Gosto de imaginar que ilhas significam-se ― fazem-se dizer por signos ― mediante barcos que se aventuram nas águas que as separam, mas também as unem: as águas podem ser oceânicas ou simples veredas, salgadas ou doces, profundas, turbulentas e mais difíceis de navegar, ou arroios cristalinos que escorrem transparentes entre pedras e vegetação de grande frescor. Os barcos, as palavras. E tudo o mais que diz respeito à palavra afeto, no sentido de afetar, atravessar. Escrever e ler são pontas de ilhas que se fazem significar ― os trajetos dependem dos barcos, das ilhas, das águas que as separam. Este blog não pretende nada, exceto lançar barcos que eventualmente alcancem outras ilhas. Barquinhos de papel.


sexta-feira, 2 de novembro de 2012

leveza

E se o meu ser pudesse se repartir a cada momento, como se não houvesse um único eu? Os momentos sucedendo-se não linearmente, uma espécie de bifurcação contínua da vida. Haveria essa coisa chamada tempo? Este constante instante existe, mas parece que uma única possibilidade é trilhada, fazendo da vida uma linha imaginária e perceptível pela memória. Mas e se por exemplo agora, quando a inquietação me invade, eu conseguisse, ainda que com os andrajos rotos do eu que reconheço como eu, eu conseguisse ir na direção da desintegração do átomo do eu? A noite ficaria mais leve.
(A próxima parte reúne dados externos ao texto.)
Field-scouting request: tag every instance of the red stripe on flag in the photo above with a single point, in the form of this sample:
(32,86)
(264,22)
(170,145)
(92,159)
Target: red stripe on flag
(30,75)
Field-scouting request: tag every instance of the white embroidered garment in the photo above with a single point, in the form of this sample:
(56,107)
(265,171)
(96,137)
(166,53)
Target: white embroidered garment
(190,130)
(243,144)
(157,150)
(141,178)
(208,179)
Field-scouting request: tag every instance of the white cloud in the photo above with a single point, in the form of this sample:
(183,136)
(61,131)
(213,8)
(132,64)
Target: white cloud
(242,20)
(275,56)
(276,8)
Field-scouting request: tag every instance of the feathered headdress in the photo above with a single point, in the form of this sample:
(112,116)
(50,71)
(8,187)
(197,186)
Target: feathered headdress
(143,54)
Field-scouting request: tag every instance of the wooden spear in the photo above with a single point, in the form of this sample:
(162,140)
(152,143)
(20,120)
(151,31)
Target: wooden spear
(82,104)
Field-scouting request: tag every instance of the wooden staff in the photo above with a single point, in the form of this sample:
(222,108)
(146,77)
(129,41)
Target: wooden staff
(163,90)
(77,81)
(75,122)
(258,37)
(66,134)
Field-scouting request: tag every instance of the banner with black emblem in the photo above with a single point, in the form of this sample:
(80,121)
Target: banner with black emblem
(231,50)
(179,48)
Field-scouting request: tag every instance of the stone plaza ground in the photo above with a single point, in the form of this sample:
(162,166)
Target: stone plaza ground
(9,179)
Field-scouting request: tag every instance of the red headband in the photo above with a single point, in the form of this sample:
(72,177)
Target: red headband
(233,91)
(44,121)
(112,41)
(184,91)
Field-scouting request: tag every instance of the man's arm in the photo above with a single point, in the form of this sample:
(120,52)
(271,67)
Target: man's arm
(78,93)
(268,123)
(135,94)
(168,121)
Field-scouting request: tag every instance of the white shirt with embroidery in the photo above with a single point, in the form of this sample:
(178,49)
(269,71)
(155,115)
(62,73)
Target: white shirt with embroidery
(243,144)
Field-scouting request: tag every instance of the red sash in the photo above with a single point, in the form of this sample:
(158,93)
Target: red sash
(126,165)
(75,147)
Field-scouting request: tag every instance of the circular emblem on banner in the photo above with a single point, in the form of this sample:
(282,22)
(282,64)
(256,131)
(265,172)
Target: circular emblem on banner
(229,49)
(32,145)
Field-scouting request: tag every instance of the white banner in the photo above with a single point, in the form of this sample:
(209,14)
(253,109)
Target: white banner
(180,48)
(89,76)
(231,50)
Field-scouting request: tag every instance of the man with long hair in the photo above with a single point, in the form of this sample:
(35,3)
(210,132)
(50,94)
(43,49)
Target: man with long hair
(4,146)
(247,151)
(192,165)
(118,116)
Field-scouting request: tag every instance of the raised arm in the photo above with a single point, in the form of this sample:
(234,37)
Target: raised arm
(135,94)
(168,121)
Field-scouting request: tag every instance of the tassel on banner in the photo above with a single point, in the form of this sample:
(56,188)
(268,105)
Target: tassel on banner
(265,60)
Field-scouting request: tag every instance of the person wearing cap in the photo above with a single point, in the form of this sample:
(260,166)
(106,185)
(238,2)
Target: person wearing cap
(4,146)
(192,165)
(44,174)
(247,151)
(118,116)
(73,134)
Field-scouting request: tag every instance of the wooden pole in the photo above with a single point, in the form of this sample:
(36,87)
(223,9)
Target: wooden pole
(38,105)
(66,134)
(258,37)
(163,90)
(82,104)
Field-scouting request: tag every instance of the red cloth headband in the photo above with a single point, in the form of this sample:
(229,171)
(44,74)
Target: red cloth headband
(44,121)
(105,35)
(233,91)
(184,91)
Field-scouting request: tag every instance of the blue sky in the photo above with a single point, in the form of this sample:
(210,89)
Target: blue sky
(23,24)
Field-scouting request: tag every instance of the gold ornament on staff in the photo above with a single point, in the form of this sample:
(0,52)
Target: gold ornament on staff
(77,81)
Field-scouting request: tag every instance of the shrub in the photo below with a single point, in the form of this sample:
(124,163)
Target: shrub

Uma justificativa para se contar / ler histórias antes de dormir: diminuir a densidade do eu, para que ele consiga flutuar nas águas do sono.

Claro!? Clarice.

"Angústia pode ser o desamparo de estar vivo."

Emily Dickinson

Uma noção de coisa finda
Nas Covas é captada
Um não ligar para o Futuro
Um Ermo de Medida.

Ao exibir-se audaz a Morte
O que a rigor nós somos
E a nossa serventia Eterna
Afinal inferimos.


There is a finished feeling
Experienced at Graves -
A leisure of the Future -
A Wilderness of Size.

By Death's bold Exhibition
Preciser what we are
And the Eternal function
Enabled to infer.

DICKINSON, Emily. A branca voz da solidão. Trad. José Lira. São Paulo: Iluminuras, 2011, p.138-139.

terça-feira, 30 de outubro de 2012

Fernando Pessoa

Agita as árvores um vento
Sob o plácido azul do céu,
O que agita meu pensamento
É que hoje deixo de ser meu.

Fernando Pessoa. Poesia 1931-1935. São Paulo, Companhia das Letras, 2009, p.74.